The growing Chinese assertiveness, ambition and muscle is a reality that can’t be overlooked, especially by New Delhi, which has fraught bilateral relations with Beijing, despite the May 2018 Wuhan summit. The Chinese economy is now five times that of India’s and the gap is increasing. Even to maintain the status quo, India needs to grow at 10 per cent and China at two per cent annually, which is inconceivable any time in the foreseeable future. China’s money power and influence peddling is evident in South Asia and Africa, a continent with which India has traditionally enjoyed warm ties. Beijing is busy developing a blue-water navy for the first time in its history and setting up military bases around India in Pakistan (Gwadar) and Djibouti.

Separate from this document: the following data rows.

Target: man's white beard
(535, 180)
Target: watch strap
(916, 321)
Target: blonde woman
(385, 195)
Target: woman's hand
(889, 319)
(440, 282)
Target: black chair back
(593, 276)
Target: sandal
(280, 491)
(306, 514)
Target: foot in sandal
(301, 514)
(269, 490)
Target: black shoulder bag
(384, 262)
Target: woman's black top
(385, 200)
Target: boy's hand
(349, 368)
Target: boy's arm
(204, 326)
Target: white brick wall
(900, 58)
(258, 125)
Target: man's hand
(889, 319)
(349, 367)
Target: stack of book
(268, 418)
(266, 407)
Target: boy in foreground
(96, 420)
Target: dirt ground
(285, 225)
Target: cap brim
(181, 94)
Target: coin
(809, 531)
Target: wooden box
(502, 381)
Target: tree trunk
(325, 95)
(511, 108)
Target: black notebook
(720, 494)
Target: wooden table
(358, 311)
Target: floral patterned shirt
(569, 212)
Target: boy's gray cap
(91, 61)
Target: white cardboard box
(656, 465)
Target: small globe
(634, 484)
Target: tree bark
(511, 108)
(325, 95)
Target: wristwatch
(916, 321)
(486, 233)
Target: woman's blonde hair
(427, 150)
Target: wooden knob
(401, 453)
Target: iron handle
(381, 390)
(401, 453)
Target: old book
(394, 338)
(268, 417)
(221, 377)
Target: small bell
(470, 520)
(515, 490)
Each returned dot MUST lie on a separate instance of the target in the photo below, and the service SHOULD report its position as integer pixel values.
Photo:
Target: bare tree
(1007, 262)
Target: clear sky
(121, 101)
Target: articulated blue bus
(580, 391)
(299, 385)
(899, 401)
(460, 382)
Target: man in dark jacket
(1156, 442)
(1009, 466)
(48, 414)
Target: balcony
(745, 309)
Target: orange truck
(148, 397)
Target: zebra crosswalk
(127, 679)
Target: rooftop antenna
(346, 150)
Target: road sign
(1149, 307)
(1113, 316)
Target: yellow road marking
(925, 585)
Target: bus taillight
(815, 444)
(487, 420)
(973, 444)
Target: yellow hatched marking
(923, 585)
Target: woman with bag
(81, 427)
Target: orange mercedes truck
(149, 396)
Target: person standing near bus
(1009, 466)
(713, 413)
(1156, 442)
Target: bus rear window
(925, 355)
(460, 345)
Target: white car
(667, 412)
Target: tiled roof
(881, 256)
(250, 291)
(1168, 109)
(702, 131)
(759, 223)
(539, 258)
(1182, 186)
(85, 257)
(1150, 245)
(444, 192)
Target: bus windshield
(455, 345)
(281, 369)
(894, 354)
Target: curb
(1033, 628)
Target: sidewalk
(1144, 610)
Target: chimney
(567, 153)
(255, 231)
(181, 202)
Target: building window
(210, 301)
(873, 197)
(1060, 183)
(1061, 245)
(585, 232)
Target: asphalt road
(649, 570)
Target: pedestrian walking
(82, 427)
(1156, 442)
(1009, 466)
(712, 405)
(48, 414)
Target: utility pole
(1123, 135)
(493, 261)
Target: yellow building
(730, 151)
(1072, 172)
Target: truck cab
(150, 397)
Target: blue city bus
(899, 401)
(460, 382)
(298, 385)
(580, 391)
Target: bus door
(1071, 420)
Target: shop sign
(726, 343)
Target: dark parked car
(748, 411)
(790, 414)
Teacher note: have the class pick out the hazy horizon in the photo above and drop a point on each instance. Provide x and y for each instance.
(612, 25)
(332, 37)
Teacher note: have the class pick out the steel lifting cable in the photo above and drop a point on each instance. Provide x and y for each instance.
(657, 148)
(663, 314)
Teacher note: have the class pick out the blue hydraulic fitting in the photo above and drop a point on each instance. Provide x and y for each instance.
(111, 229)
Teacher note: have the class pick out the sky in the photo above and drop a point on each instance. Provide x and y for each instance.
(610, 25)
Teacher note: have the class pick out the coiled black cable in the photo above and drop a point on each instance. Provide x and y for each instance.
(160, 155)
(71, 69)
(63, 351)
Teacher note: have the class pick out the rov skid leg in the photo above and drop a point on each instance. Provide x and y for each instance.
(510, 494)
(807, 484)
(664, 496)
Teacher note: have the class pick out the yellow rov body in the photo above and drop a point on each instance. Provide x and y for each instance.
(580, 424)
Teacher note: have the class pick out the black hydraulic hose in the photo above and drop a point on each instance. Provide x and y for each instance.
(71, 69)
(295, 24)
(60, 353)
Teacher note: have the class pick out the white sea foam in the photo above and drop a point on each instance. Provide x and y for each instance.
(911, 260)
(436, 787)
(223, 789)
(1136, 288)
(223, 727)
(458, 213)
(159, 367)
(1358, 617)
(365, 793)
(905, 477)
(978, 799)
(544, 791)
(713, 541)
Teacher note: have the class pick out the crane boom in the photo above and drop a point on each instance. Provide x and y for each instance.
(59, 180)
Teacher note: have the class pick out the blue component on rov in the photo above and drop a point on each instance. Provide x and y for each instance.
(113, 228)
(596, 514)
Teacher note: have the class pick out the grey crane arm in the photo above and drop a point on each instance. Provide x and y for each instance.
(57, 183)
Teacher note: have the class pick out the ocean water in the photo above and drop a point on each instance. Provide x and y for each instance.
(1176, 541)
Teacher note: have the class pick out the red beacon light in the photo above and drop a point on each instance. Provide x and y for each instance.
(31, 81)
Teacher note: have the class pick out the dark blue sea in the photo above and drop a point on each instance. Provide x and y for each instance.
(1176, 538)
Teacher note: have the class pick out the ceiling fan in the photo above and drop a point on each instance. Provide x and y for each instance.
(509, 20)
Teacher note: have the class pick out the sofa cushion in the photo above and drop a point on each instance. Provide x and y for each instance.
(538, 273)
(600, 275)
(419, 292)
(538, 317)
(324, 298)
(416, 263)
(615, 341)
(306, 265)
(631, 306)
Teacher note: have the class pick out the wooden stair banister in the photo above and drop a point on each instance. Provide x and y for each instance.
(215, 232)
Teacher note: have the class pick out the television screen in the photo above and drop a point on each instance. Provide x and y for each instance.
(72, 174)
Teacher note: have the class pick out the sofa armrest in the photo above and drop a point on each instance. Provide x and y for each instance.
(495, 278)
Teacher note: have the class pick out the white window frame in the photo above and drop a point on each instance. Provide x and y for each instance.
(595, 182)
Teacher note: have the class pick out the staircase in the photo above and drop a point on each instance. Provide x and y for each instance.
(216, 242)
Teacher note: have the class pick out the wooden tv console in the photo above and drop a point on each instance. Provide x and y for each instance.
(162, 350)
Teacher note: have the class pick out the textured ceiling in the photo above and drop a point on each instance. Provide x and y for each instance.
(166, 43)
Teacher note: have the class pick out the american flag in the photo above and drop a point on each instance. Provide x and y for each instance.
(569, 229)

On issues of importance and concern to India like permanent membership of the UN Security Council and terrorism emanating from Pakistan, Brics (China and even Russia) has at best been paying lip service. Over 10 years the formulation of joint statements has more or less remained the same: “China and Russia reiterate the importance they attach to the status and role of Brazil, India and South Africa in international affairs and support their aspiration to play a greater role in the UN” (Xiamen summit 2017). For the first time, the Xiamen declaration “express(ed) concern on the — violence caused by the Taliban, ISIL/Daesh, the Haqqani Network, Lashkar-e-Tayyaba, Jaish-e-Mohammad, TTP and Hizbut-Tahrir”. Pakistan was not named. The impact, if any, is yet to be seen.
That said, while trilateral forums like RIC (Russia, India and China) and IBSA (India, Brazil and South Africa) have perhaps outlived their utility, Brics is steadily gaining in salience. India is rightly giving it due importance and has stayed fully engaged. However, New Delhi does need to guard against the inevitable Chinese attempts to hijack the Brics agenda. In time, there may be a good case for admitting tiger economies like South Korea and Indonesia to further expand the role, reach and standing of Brics.